Share your dilemmas and get honest opinions from other Mumsnetters.

To rehome my dog

78 replies

Crazypetlady · 23/11/2015 17:01

Not really an AIBU as such I need the traffic and blunt honesty.Sorry for length.

My dog is a husky /collie chow/collie nobody is really sure. We rescued him before I had my ds. .He is ok with a select few dogs.He is a very nervous dog. When we rescued him the owner lied and said his behaviour was better than it is we were told he lived with five other dogs and no cats. We have since found an old re homing add about our dog which has completely different information to this.

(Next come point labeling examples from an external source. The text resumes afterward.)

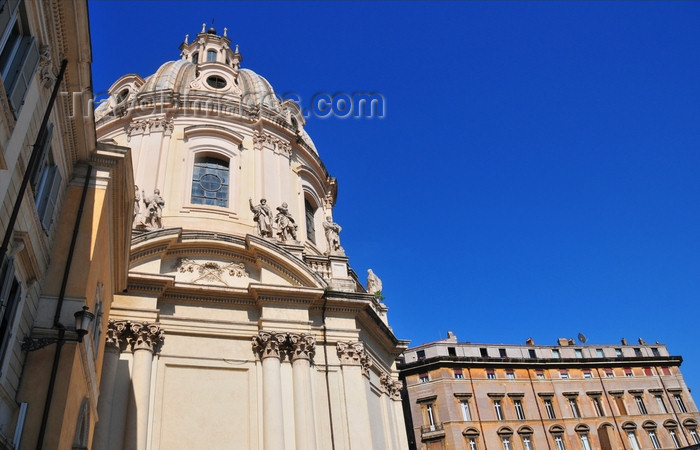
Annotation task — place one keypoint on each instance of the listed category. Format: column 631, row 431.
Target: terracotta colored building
column 568, row 396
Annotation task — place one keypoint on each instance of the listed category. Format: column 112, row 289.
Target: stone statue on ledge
column 374, row 284
column 333, row 236
column 154, row 207
column 262, row 217
column 286, row 228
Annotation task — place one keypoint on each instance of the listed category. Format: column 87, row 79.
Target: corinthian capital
column 301, row 346
column 269, row 344
column 145, row 335
column 351, row 353
column 117, row 334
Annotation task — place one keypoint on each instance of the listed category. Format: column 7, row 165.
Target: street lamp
column 83, row 319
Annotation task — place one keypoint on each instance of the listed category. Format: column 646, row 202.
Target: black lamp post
column 83, row 319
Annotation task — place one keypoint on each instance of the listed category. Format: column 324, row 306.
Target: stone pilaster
column 354, row 363
column 268, row 346
column 145, row 339
column 301, row 349
column 116, row 337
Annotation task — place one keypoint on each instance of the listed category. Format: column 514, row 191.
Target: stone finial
column 301, row 346
column 145, row 336
column 269, row 344
column 117, row 334
column 374, row 284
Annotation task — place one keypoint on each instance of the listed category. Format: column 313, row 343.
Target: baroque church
column 242, row 324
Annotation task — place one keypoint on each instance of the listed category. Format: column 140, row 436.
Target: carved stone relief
column 210, row 271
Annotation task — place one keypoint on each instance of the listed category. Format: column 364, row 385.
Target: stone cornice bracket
column 301, row 346
column 146, row 336
column 354, row 354
column 395, row 391
column 117, row 334
column 268, row 344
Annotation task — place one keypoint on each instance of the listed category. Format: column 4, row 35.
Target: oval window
column 122, row 96
column 216, row 82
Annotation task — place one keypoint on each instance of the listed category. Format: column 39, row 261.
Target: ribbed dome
column 179, row 75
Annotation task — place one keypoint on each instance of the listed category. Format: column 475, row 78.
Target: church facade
column 242, row 324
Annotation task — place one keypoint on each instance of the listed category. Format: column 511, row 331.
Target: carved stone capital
column 301, row 346
column 268, row 344
column 146, row 336
column 117, row 334
column 351, row 353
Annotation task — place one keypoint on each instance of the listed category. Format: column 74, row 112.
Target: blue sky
column 535, row 175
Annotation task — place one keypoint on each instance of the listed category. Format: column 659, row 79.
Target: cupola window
column 210, row 181
column 216, row 82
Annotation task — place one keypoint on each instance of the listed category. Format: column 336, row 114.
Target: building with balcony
column 242, row 324
column 65, row 224
column 566, row 396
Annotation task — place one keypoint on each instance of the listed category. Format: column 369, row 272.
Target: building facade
column 568, row 396
column 242, row 324
column 65, row 221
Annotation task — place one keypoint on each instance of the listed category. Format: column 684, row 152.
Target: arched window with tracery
column 210, row 181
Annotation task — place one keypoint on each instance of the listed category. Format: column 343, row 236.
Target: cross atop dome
column 209, row 47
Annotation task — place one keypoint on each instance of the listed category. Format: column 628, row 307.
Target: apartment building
column 564, row 396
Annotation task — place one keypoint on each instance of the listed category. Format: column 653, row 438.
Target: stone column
column 355, row 363
column 146, row 337
column 301, row 349
column 268, row 346
column 115, row 341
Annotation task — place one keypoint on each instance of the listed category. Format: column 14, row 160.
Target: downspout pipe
column 325, row 357
column 33, row 163
column 59, row 306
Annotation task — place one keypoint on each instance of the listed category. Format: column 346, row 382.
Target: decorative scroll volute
column 146, row 336
column 117, row 334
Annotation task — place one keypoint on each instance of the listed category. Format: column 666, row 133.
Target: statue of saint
column 262, row 216
column 138, row 219
column 286, row 228
column 154, row 206
column 374, row 284
column 332, row 235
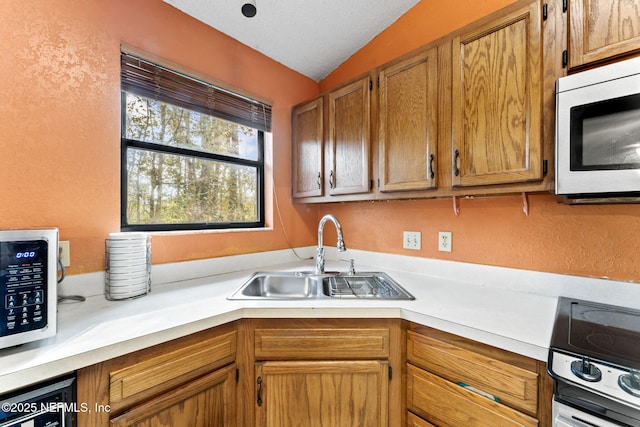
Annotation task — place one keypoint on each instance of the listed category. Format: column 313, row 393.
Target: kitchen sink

He shows signs of being abused flinches away bolts when I move the newspaper or the mop and is wary of strangers. He will bark and growl when they enter the house this got worse when ds was born.Once they come inside he is fine.

He has been around friends babies since we had him and has had no problems he is relaxed and shows no fear.He acts the same around ds 23 weeks.He has also been around toddlers in prams and has sat being stroked quite happily.The toddlers he met outside.

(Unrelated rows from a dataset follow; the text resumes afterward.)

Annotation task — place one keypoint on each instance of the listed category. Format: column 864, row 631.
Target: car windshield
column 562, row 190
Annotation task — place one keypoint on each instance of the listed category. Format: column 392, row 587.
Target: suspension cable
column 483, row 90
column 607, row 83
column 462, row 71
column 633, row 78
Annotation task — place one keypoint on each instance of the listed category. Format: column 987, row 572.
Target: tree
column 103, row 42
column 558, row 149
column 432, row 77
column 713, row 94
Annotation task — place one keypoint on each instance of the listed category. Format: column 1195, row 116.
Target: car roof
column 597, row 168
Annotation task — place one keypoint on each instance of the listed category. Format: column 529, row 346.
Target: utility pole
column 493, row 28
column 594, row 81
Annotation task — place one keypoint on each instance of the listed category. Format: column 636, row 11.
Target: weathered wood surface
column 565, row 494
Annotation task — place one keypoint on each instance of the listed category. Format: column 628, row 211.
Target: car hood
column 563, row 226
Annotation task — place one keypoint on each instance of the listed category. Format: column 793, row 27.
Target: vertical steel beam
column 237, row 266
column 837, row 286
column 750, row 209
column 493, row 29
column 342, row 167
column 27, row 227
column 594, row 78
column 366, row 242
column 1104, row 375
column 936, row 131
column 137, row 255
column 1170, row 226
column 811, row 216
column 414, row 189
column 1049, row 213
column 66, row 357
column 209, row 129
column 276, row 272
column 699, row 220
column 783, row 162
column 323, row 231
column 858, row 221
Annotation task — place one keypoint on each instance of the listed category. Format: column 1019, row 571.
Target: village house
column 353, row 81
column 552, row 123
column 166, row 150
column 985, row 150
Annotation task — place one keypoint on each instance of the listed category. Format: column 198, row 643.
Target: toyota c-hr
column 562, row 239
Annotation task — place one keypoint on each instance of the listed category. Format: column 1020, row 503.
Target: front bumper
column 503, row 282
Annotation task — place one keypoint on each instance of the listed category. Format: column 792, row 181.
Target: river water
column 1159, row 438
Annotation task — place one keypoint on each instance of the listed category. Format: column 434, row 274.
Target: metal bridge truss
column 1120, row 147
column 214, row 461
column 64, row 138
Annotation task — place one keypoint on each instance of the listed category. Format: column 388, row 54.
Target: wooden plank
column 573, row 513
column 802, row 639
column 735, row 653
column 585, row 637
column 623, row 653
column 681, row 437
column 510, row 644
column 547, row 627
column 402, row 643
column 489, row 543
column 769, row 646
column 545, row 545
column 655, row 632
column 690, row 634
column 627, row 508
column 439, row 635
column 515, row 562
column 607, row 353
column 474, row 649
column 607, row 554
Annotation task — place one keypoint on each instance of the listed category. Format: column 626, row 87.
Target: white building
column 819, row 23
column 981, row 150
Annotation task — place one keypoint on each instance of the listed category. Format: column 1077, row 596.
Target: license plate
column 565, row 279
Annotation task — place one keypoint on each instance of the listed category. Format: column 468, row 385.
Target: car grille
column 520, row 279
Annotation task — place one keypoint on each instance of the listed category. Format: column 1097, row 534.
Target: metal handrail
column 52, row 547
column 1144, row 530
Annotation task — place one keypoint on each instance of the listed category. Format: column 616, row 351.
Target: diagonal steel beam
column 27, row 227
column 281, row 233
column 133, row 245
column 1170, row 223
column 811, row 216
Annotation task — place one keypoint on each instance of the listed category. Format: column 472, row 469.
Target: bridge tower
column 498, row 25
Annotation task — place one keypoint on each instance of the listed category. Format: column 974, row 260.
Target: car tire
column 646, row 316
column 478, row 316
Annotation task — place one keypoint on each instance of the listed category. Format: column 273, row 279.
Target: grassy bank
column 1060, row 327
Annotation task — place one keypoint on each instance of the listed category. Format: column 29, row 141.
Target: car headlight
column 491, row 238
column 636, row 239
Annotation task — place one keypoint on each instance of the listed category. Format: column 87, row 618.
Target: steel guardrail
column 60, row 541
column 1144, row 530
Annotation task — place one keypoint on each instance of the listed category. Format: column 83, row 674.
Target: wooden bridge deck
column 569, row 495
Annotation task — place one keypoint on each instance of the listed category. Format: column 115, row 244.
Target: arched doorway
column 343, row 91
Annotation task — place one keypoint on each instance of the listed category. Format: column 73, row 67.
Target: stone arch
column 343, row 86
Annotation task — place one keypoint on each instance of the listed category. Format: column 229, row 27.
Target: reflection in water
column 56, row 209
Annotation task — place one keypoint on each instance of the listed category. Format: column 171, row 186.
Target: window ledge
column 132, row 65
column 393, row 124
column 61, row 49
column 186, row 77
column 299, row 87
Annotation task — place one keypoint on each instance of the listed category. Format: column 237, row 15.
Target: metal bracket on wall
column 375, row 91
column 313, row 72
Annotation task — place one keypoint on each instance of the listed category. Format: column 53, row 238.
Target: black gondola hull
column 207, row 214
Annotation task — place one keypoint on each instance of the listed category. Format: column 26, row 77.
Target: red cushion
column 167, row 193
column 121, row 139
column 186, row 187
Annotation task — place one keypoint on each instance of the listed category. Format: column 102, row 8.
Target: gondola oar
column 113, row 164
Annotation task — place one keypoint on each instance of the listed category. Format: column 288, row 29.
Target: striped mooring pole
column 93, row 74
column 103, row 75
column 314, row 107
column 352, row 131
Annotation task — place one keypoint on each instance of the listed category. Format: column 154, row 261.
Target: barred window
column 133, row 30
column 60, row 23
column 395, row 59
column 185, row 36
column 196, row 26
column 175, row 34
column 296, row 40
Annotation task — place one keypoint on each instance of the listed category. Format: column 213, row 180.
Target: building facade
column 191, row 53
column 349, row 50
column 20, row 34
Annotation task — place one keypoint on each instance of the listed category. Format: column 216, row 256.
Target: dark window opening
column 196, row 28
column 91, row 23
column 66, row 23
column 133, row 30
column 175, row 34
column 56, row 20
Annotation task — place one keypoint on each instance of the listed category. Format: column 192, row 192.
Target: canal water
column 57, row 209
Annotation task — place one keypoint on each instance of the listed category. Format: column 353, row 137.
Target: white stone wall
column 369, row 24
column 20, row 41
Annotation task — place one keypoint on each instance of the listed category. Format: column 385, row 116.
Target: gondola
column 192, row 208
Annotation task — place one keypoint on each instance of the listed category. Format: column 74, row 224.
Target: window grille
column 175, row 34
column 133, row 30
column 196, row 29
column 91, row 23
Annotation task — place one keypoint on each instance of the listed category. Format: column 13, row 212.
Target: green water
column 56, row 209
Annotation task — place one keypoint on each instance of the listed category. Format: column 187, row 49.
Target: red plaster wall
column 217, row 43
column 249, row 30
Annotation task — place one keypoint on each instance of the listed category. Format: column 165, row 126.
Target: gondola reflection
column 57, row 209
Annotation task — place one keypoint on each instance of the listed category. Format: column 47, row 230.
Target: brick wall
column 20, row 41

I have a six year old cousin who visited she came in and sat down with us and he growled and ran away and hid behind me, we went for a walk and he settled but when he met her again a few months later he did the same.
He seemed to be scared of her but she hadn't jumped by him or stroked him and she wasn't loud.He seems wary of her.

He has never been in close contact with another child because of this and I am to wary to do it again. He doesn't seem to mind children the same age on his walk.

I love him but my sons safety is first he has never shown any negativity towards my son and has only met one older child in the house but I am Has anybody got any experience of this?I think re homing is the best option but am worried nobody would have him.I don't know if it is just my cousin he is nervous of or other children but that is difficult to tell .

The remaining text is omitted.